UNITED STATES of America, Plaintiff-Appellant, v. LAPEYROUSE GRAIN CORPORATION, and Demopolis Grain Corporation, Defendants-Appellees.

No. 71-3040.

United States Court of Appeals, Fifth Circuit.

Aug. 25, 1972.

Ira De Ment, U. S. Atty., Montgomery, Ala., Walter H. Fleischer, Michael Kimmel, Attys., Dept. of Justice, Washington, D. C., for plaintiff-appellant.

Alex F. Lanhford, III, Mobile, Ala., for defendants-appellees.

*992Before JOHN R. BROWN, Chief Judge, and RIVES and CLARK, Circuit Judges.

PER CURIAM:

The Eagerton brothers are soybean farmers. In 1968 they mortgaged their crop to the Consumer Credit Corporation, an agency of the Federal Government. Thereafter they were approached by one Tierce who agreed to purchase their crop. Tierce was to satisfy the mortgage as well.

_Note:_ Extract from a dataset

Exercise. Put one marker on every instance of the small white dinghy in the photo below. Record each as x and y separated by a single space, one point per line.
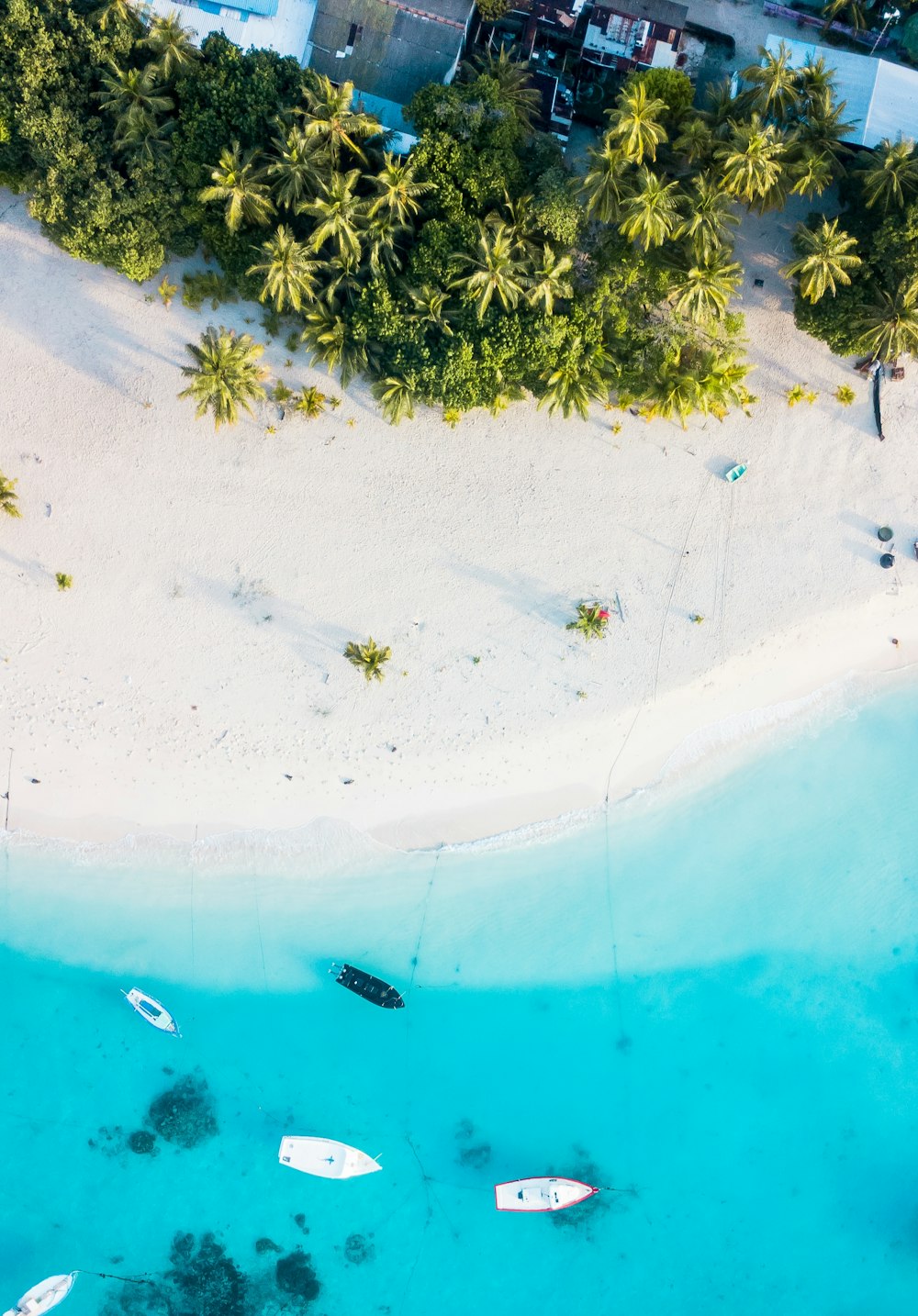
45 1295
540 1194
326 1158
153 1011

Tierce, in turn, sold the beans to La-peyrouse Grain Corporation and its subsidiary, Demopolis Grain Corporation (hereinafter referred to as “Lapey-rouse”). Neither Lapeyrouse nor Tierce paid the mortgage. The Government brought suit against both for conversion. At trial the jury concluded that Lapeyrouse had no actual knowledge of the mortgage. The Government does not contest that finding. Nonetheless Lapeyrouse would be responsible for nonpayment of the mortgage unless it could bring itself within some exception to the general rule that a buyer takes goods subject to a prior chattel mortgage. The jury found Tierce liable but held Lapeyrouse unaccountable for failure to pay the mortgage. It is clear that the jury considered Lapeyrouse to be a buyer who met the requirements of 15 U.S.C. § 714p, set out in the margin.1 The Government appeals, contending that Lapeyrouse was not entitled to the protection of that statute. We affirm.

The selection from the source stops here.